Cox has been running videos on television asking delegates to be savvy on how they handle voting for him.

In the video, Cox said:  “Look, I understand that I may not be everyone’s first choice. If I am not your first choice, I’d really like putting me down as your second.” According to the new calculus, that somehow improves his chances.

It hasn’t been the only rough pull for the state GOP leadership. Recently, officials stumbled badly by deciding that delegates could not vote on a day other than Saturday, May 8, because of one’s religious view. That angered groups like Jews, Muslims and some Protestant sects. The rule was quickly changed and voting on Friday, May 7, will be allowed.

The strange new election method seems especially odd since former President Donald Trump and many of his supporters claimed falsely that Joe Biden’s electoral victory was fixed.

Coronavirus-related relaxations such as broadening voter mail-ins supposedly led to widespread voter fraud.  The fervor has been so agitated that some states, including Georgia, have passed laws that make it harder for people to vote.

Virginia’s Democratically controlled General Assembly has passed a law that broadens voting rights. But as it goes one way, the state GOP goes another – not with a crackdown on voting rights, but with a new convention plan that few truly understand.

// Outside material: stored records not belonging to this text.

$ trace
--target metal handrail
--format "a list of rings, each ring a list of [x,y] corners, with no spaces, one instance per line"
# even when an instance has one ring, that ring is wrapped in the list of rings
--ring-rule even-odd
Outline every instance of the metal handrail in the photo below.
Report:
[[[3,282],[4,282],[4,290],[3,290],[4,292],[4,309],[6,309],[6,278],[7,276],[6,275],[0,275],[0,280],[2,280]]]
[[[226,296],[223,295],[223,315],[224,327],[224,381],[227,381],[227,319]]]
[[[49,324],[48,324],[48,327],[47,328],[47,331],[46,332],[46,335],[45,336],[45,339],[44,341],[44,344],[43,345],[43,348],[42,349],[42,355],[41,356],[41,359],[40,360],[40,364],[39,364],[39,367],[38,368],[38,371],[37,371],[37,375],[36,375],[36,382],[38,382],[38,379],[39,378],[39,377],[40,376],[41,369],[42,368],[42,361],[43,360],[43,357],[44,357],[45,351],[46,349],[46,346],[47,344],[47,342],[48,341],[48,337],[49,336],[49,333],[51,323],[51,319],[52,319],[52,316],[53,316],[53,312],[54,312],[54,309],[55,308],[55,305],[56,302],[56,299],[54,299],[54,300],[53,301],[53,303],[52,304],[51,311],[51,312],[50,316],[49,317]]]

So why did it go down this route? Some claim that Republicans have always been fearful of traditional primaries because in Virginia one doesn’t have to belong to a particular party to vote in a primary. That could mean that Democrats could have an unfair advantage in some areas.

The other reason is to block Amanda Chase. The state senator from Chesterfield County has been pushing over-the-top antics, such as wearing a revolver in the legislature. Her populist panache has benefitted her in polls.

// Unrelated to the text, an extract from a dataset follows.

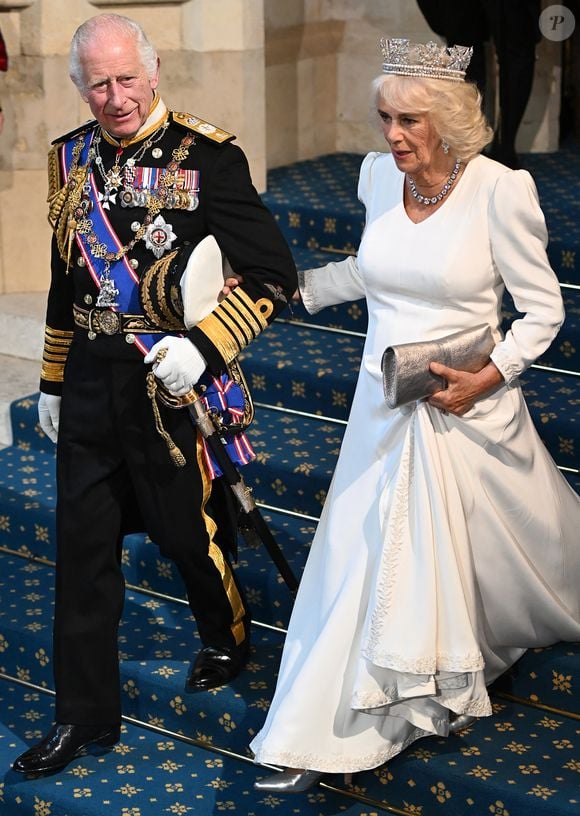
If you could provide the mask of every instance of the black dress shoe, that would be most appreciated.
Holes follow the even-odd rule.
[[[204,646],[195,659],[185,684],[186,691],[209,691],[224,686],[241,672],[250,651],[248,641],[234,649]]]
[[[110,747],[119,742],[119,725],[56,723],[46,737],[21,754],[12,765],[18,773],[48,773],[68,765],[87,745]]]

A recent poll by Christopher Newport University places Chase at the top with 17 percent with Kirk Cox following with 10 percent. Most polled were undecided.

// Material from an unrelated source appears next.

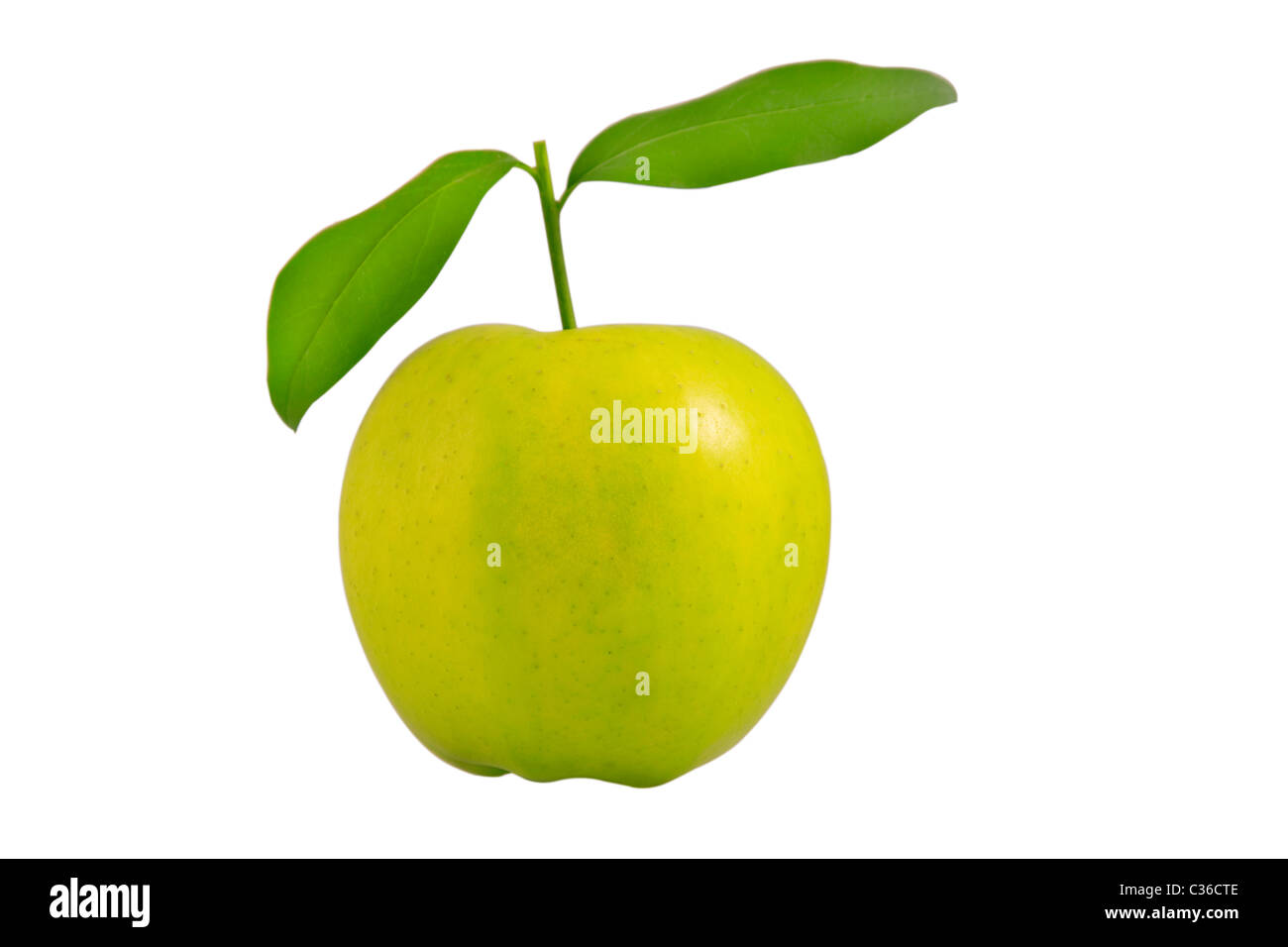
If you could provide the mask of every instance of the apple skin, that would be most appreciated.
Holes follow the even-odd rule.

Chase’s shenanigans have been broadcast nationally and that has some Republicans, who haven’t held the three statewide offices since 2013, feeling skittish about the state’s image.

Add to that Virginia is getting bluer. It voted for Obama, Clinton and Biden – a remarkable change for a state that was once the most conservative in the South.

Although he draws strong support from some Virginians, Trump was largely ignored by many Republicans. A Chase victory would keep Trumpism alive.

“Chase would be deeply problematic for them,” Farnsworth says. In a recent example, Chase announced she was “sick” when a Minneapolis jury convicted police officer Derek Chauvin of murdering George Floyd, an unarmed Black man, by choking him while handcuffed. The slaying touched off national protests, including many in Richmond.

Cox is a safer, known entity who flashes back to days when Republicans were seen as reliable, responsible conservatives with a bent towards helping Big Business. They typically followed a steady career track – work at the party, service as a local or state legislator, or a stint as a commonwealth’s attorney.

A shining example of the old-style Republicanism was Eric Cantor, a well-mannered and well-heeled scion of a respected Richmond family who was ousted by Dave Brat with tea party help.

Candidates Johnson, de la Pena and Duran don’t appear to have much name recognition. But what about Youngkin and Snyder?

They are quite similar in that they worked their way to considerable wealth and have spent much of their lives in Northern Virginia although Youngkin grew up in Richmond’s Bon Air neighborhood and Virginia Beach.

Snyder made millions in social media and by being an angel investor. According to WRIC-TV, he has raised more than $6.8 million and he and his wife, Burson, have contributed $5.1 million. Youngkin, whose net worth is listed as more than $300 million, has raised $7.6 million and has tapped $5.5 million of his own money.

The two men have unleashed a series of tough television ads accusing the other of not being conservative enough. That leads analyst Holsworth to note that the complex “unassembled convention” could be a big help for them.

“They are going to hire mathematicians to tell people how to vote,” he says. “They are appealing to the lowest part of the party. This is a battle for the Trump base.”